Komisi Pemberantasan Korupsi (KPK) mengungkapkan salah satu temuan dari kajian lembaga antirasuah terhadap program Makan Bergizi Gratis adalah mekanisme pengadaan bantuan pemerintah.
“Prosesnya masih cukup panjang. Ada semacam rantai pelaksanaan yang melibatkan banyak pihak. Nah di sini lah perlu perbaikan,” ujar Ketua KPK Setyo Budiyanto dalam konferensi pers Kinerja Akhir Tahun KPK 2025, di Gedung Merah Putih KPK, Jakarta, Senin.

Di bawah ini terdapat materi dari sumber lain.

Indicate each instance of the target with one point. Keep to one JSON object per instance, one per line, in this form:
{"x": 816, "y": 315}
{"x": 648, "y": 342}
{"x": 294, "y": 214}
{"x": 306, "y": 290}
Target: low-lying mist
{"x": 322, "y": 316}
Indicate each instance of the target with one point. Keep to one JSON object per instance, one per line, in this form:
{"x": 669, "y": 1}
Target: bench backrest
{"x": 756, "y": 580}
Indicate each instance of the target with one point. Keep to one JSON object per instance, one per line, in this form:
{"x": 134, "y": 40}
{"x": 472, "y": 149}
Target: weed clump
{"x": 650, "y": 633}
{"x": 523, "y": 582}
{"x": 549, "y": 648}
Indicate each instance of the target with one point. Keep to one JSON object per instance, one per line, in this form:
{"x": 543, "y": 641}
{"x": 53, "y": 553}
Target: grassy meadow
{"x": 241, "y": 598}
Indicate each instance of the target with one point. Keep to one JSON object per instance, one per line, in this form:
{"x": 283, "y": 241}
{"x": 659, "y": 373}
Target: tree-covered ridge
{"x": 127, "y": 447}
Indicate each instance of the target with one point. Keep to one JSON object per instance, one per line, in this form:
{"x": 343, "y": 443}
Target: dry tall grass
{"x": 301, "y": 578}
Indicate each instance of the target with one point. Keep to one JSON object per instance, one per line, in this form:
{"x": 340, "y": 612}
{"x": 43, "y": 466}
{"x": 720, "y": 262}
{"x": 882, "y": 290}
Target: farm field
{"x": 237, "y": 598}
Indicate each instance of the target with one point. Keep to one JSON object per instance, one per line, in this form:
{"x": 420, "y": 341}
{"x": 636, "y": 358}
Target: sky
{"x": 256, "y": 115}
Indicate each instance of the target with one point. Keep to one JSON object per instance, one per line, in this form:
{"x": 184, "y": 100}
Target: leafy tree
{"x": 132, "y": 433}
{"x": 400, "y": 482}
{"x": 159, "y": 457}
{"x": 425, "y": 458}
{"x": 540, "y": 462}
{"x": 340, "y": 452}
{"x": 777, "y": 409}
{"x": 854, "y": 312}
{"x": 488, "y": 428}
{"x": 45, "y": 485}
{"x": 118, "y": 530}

Walaupun demikian, Setyo mengatakan hasil kajian tersebut secara lengkap akan diumumkan atau dipublikasikan secara lengkap melalui laman jaga.id pada akhir tahun.
Dengan demikian, kata dia, masyarakat Indonesia dapat melihat kajian KPK mengenai program MBG.

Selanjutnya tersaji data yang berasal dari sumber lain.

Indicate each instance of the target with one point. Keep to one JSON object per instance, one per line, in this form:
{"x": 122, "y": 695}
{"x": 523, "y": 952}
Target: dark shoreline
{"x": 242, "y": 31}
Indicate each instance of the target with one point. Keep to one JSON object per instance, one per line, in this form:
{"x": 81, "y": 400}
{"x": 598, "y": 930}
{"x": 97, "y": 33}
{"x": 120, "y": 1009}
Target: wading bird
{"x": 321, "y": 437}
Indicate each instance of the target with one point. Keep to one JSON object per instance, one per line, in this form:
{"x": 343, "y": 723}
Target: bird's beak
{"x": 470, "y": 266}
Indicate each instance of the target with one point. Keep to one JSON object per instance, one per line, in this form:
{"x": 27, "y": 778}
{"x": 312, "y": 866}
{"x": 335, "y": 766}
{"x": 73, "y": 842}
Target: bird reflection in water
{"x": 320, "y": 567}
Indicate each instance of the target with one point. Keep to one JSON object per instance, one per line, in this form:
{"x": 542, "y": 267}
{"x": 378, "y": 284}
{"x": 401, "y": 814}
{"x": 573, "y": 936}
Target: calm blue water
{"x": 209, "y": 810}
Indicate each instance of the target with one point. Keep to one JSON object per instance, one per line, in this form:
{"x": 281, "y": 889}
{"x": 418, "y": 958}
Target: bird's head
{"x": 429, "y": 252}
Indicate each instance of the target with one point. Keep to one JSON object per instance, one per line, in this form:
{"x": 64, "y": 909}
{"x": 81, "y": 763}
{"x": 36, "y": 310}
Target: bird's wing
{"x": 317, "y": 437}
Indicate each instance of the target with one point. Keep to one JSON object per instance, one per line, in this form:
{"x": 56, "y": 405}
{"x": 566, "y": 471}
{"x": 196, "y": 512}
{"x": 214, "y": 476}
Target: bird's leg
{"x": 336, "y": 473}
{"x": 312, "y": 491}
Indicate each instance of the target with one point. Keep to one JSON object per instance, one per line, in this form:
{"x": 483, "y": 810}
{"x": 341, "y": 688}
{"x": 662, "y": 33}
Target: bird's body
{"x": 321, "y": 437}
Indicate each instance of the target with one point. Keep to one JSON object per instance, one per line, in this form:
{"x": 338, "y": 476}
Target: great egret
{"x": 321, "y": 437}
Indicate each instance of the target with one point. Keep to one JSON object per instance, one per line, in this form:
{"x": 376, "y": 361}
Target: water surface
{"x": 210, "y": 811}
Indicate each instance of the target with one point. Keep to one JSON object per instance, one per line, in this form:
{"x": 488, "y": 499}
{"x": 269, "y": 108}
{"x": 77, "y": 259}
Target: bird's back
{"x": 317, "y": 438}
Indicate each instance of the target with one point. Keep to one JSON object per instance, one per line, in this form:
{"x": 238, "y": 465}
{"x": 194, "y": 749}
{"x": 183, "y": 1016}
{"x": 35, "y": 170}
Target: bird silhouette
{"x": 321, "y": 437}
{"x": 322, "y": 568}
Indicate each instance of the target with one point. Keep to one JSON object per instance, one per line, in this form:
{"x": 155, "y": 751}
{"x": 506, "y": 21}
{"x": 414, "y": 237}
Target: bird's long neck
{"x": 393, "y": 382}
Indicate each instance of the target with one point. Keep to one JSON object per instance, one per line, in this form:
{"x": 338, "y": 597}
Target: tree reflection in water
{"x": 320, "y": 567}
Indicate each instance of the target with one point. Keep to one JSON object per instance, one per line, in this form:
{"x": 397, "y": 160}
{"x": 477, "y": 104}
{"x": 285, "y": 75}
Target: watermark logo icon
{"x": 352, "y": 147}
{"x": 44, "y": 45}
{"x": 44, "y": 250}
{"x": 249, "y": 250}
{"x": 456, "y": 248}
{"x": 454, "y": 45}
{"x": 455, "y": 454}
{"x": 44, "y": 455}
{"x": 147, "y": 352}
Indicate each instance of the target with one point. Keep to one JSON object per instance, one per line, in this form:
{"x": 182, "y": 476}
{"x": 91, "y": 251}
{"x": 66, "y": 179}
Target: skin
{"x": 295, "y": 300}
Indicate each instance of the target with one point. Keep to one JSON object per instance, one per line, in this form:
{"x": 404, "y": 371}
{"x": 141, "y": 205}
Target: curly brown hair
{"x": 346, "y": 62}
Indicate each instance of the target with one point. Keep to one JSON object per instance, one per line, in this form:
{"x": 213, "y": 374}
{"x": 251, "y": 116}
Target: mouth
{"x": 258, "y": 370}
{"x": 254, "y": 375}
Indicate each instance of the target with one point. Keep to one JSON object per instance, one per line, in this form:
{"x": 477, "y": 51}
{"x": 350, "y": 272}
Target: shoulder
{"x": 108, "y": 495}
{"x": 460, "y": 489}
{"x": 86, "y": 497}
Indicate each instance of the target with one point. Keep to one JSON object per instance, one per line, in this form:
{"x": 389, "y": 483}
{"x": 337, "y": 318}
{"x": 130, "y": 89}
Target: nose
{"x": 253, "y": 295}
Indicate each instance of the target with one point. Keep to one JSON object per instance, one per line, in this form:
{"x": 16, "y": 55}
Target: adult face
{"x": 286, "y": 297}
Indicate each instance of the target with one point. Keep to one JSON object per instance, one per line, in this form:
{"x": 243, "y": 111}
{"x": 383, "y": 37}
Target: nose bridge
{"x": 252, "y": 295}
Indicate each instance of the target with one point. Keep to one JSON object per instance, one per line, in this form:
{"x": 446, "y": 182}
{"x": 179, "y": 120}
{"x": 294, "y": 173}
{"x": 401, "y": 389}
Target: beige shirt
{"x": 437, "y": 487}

“Selain dilakukan melalui laman tersebut, itu (hasil kajian, red.) juga dikoordinasikan dengan pihak kementerian/lembaga yang membidangi hal yang menjadi bahan kajian,” katanya.
Pada kesempatan yang sama, Wakil Ketua KPK Johanis Tanak mengumumkan lembaga antirasuah tersebut selama tahun 2025 mengkaji beberapa hal selain MBG, seperti program Kartu Indonesia Pintar Kuliah.
“Melalui kajian strategis, KPK mengidentifikasi kerentanan pada sejumlah program besar seperti Makan bergizi Gratis, KIP Kuliah, hingga tata kelola sumber daya alam dan lingkungan yang menghasilkan perbaikan fiskal hingga Rp753 miliar,” kata Tanak.